The expected 3.5-mile-long private section of border wall is being funded by We Build the Wall, a nonprofit organization founded by U.S. Air Force Veteran and Purple Heart recipient Brian Kolfage that has raised more than $25 million since its start in December 2018.
Workers were moving soil, digging trenches and positioning the physical wall on Thursday and Friday after Judge Keno Vasquez's ruling, in which he says the construction will cause "imminent and irreparable damage" to the 100-acre National Butterfly Center, a museum adjacent to the wall, according to The Guardian.
"The defendants' conduct has demonstrated irreparable harm to [the Butterfly Center] since defendants have committed willfully, maliciously and with an actual and subjective intent to commit great harm to plaintiff," Vasquez wrote, according to the Times.

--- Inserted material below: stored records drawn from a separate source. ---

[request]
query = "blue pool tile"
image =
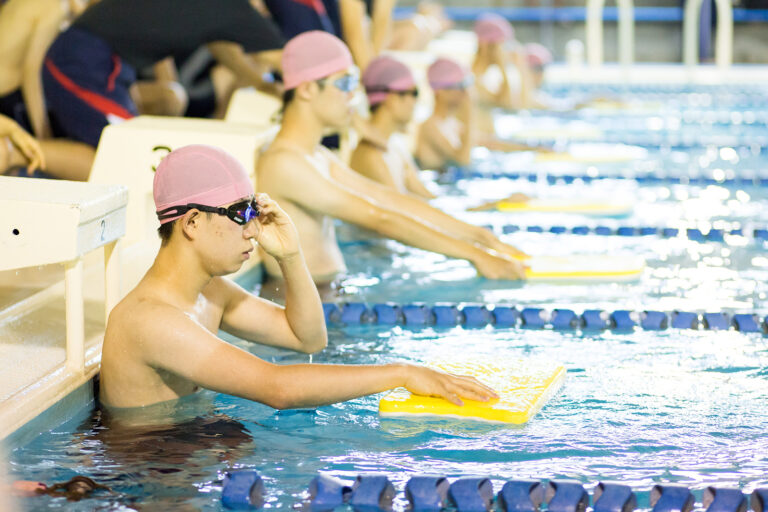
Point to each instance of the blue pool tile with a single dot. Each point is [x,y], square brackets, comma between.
[567,496]
[427,493]
[242,490]
[471,494]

Kolfage, a triple amputee, tweeted on Saturday, "A little adversity makes the victory all that much more sweet. We won't stop fighting to stop women and children from being enslaved by cartels."
He said Vasquez's ruling looked like "it was written by a first-year law student" in a Wednesday interview, according to the Times. "It's just these butterfly people want to try to flex their muscle a bit."
Kolfage posted a video to Twitter after the ruling in which a man he calls "foreman Mike" confirms that workers are trying to have the wall completed by Jan. 15.
"We're going to be putting this up," he says in the video. "We have to supercharge it now. It's time to get really moving. ... We're planning to have this done by Jan. 15."
North American Butterfly Association President Jeffrey Glassberg, a plaintiff in the lawsuit, accused We Build the Wall of disregarding Vasquez's ruling.
"These people appear to be so lawless that it doesn't have an effect on them," he said, adding, "It's already been destructive. ... I think they're all looking for publicity and money. None of it is political on our part."
We Build the Wall's website states that if every Trump voter donated $80 to the organization, there would be enough money to complete construction for the entire border wall.
We Build the Wall did not respond to FOX Business' request for comment.